We live in the area of Campi Flegrei (in English, called the Phlegraean Fields). It's home to thousand years old ruins, volcanic craters, a place where myths were born and the Sybils offered up their oracles. Amazing wines grow on it's hills, and those hills abound with Greek and Roman ruins, the oldest of which pre-dates Christ by about five more centuries. We don't really live in a village. I call it a roundabout (a traffic circle) because really, we're located in between two smart looking, seaside villages. Our little roundabout hosts a gelateria, a newspaper stand, a salumeria (fancy 7-11), macelleria (butcher), tabacchi (guess what that is), and several restaurants. Oh, and my favorite, a "beauty farm." The roundabout and these lovely places are on a small lake which was once a hotspot among the wealthy Romans. Many of their villas are either long gone or under the sea...which leads to some disturbing information. We live on the slopes of a place called Monte Nuovo (new mountain), so called because the entire mountain appeared in one week in 1538! This is not a joke. A volcano erupted, and in the ensuing aftermath, this mountain was formed. Nathan finds it "cool" that witnesses actually watched a mountain form 500 years ago; I find it terrifying. Also nearby is what I hope will become a favorite: Terme Stufe di Nerone. Thermal baths. In the 1960s, two brothers re-discovered thermal baths and grottos located among some Roman ruins on land they inherited from their mother. They created a modern complex to "take the waters," have massages, etc. I look forward to trying it out!
The Archeological Park of Baia is a lovely area with lots of ruins to explore. In places, columns and pedastals are just sort of toppled over. One of my favorite things was the most unassuming - as I walked down a dirt path and found about five rows of mosaic tiles poking up from the dirt, the remains of an old floor taking its last gasp before time covers it completely. One of the men working at the site was generous enough to share tidbits of info with me, which increased my enjoyment of the site immensely. Especially because we conversed in Italian. His sentences were long and fluid, while mine were punctuated with lots of pauses and the vocabulary of a two year old, but still, it's progress. He showed me a little area I would have completely missed, which is an itty, bitty room that used to be a sauna. A culvert in the floor allowed the steaming water to pass through, and the ceiling still had the carvings of the Romans decorating it.
There is also a huge, domed structure, called a temple, but what I've learned is that a few hundred years back, when lots of these sorts of things were "found," folks labeled anything they weren't sure about a temple. Nowadays, there are a few more ideas about the varying purposes of structures, but the temple names have stuck.

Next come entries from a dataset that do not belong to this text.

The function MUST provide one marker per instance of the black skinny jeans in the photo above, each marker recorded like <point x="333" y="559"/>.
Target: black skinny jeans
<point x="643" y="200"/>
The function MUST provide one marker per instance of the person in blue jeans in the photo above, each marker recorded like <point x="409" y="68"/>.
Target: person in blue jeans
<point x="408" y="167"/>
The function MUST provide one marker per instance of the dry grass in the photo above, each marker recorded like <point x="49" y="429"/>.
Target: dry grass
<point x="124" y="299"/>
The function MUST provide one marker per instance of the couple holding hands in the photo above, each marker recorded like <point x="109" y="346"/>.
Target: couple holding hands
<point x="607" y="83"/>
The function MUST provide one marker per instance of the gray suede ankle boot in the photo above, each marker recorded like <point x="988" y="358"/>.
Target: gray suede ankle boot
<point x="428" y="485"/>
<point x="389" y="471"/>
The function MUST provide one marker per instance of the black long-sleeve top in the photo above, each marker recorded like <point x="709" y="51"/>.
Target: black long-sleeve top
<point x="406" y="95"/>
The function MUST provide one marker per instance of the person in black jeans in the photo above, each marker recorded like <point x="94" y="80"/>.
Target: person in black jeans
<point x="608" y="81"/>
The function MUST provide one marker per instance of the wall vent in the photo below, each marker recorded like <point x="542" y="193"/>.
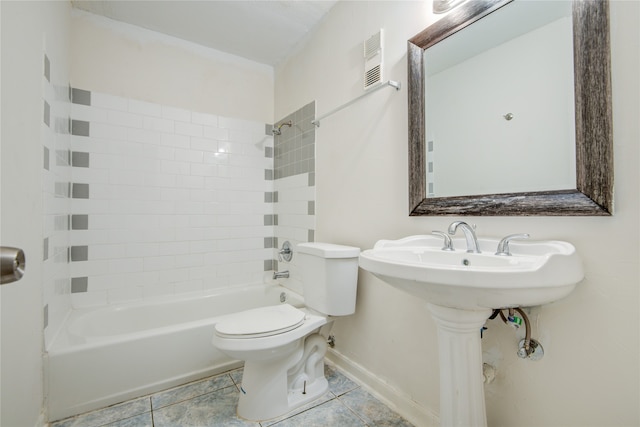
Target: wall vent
<point x="373" y="60"/>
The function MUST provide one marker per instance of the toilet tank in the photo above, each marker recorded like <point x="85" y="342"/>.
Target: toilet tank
<point x="329" y="277"/>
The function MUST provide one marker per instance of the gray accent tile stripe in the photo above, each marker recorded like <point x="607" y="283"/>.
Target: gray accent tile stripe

So the Temple of Mercury is built just as the Pantheon in Rome was built (Thomas Jefferson based his design of UVA's Rotunda on the Pantheon), only this one in Baia was built 100 years earlier. It is eerie to visit because you enter through a short, stone tunnel, and step out onto a metal walkway. After you've stepped out, you realize there is water about 2 inches below this metal walkway - I'm a child of the 70s/80s, so I just can't help but say this - it was a "Goonies" moment. As with so many fascinating ruins here, they are edged with modern (sort of) buildings edging them. What sorts of treasures and history lie beneath these apartment buildings and houses?